Lessee controls the right to use an identified asset.
Finance lease model – lessee shall recognize an asset
and corresponding liability.
COST OF RIGHT OF USE ASSET
Present value of lease payments
Fixed lease payments (rentals)
Variable lease payments (variable rental)
Price of purchase option that is reasonably to be
exercised.
Guaranteed residual value – at the end of the lease
term, the asset will be return to the lessor.
Termination penalties if the lease term reflects
exercise of a termination option (mas maaga umalis
kaysa sa nasa contract).
Discount rate is the implicit rate known to the
lessee, if none, then use the incremental
borrowing rate.
Lease bonus less any incentives
Initial direct cost incurred by the lessee
Estimated cost of dismantling, removing or restoring the
asset for which the lessee already has a present
obligation. Measured at prevent value.
Note:
Right of use asset if presented as a separate line item in
the SFP (NCA).
Right of use asset is initially measured at cost.
Right of use asset is subsequently measured using the
cost model (silent).
May use the revaluation model if the ROUA is PPE.

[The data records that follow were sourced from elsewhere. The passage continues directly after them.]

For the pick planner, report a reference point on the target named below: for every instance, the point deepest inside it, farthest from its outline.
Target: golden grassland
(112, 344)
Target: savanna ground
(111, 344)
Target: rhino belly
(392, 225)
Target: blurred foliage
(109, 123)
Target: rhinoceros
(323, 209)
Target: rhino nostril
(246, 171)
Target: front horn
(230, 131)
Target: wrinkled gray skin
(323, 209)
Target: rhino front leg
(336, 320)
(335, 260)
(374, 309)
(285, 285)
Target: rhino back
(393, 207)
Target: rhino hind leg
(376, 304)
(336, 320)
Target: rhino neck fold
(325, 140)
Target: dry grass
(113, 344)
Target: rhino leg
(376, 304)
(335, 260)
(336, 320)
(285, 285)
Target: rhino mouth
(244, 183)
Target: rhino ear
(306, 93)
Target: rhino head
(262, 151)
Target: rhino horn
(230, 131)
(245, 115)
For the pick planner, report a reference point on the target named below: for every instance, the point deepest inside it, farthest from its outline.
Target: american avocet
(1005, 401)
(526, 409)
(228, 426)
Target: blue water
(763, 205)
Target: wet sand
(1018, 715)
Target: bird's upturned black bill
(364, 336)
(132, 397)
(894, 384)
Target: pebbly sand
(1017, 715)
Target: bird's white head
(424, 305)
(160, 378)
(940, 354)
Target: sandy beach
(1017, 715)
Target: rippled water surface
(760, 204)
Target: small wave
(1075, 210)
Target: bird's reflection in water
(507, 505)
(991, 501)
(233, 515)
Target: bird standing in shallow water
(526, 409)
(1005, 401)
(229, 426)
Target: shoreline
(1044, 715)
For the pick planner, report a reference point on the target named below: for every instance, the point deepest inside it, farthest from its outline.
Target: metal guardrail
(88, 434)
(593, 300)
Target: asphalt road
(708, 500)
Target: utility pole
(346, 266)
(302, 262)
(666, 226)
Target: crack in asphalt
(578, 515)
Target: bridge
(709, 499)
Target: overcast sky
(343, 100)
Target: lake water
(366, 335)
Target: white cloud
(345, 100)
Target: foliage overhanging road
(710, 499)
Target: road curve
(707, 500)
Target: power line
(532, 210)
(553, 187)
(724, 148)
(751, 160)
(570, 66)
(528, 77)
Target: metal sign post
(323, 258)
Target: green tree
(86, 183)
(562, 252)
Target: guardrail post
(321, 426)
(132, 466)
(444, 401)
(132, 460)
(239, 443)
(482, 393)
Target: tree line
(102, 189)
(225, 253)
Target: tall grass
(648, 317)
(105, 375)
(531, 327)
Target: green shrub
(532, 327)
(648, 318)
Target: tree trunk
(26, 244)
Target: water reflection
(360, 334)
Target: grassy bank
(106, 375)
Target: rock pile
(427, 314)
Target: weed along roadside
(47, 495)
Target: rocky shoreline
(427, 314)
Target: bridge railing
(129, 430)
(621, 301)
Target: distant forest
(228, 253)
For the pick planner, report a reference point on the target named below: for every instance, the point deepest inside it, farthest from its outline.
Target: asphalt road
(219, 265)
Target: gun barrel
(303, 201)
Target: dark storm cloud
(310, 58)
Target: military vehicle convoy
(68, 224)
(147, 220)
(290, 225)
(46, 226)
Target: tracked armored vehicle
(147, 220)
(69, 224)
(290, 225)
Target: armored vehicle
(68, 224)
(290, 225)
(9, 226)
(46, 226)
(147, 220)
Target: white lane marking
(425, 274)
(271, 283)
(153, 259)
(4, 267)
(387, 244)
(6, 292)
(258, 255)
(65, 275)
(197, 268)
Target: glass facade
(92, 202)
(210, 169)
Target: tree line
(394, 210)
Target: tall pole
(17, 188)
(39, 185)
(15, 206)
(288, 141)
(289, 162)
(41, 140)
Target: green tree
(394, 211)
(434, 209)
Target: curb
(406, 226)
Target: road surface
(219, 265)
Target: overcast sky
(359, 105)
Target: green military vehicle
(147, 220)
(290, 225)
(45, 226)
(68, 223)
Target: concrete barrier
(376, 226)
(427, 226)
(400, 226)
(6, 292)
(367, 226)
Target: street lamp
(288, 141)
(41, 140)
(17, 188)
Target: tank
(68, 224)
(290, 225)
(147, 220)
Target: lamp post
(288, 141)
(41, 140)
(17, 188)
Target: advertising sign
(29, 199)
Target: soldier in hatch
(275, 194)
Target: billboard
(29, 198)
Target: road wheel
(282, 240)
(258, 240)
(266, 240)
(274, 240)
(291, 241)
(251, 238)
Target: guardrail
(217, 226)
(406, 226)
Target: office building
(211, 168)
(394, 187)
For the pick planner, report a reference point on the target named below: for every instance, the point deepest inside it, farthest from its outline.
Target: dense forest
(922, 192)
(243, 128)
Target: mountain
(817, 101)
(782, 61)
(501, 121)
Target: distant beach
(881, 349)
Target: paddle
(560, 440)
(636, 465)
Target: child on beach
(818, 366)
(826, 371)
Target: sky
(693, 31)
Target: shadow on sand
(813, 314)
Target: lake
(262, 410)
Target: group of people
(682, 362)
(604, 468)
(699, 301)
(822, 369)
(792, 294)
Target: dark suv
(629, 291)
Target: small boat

May use the fair value model if the ROUA is
investment property.
Depreciation of right of use asset (cost and revaluation
model)
Based on useful life of asset if there is transfer of
title to the lessee at the end of lease term or purchase
option that is certain to be exercised.
Otherwise, based on the shorter between useful life
and lease term.
OPERATING LEASE MODEL
Lessee may use the operating lease model under two
optional exemptions.
Short-term lease – 12 months or less
Low-value lease
- Asset is of low value when brand new, regardless of its
age. (computers, furniture, etc..)
- Not low-value lease if asset is not of low value then
brand new regardless of age.
- May have a term of more than 12 months.
Rentals are treated as rent expense.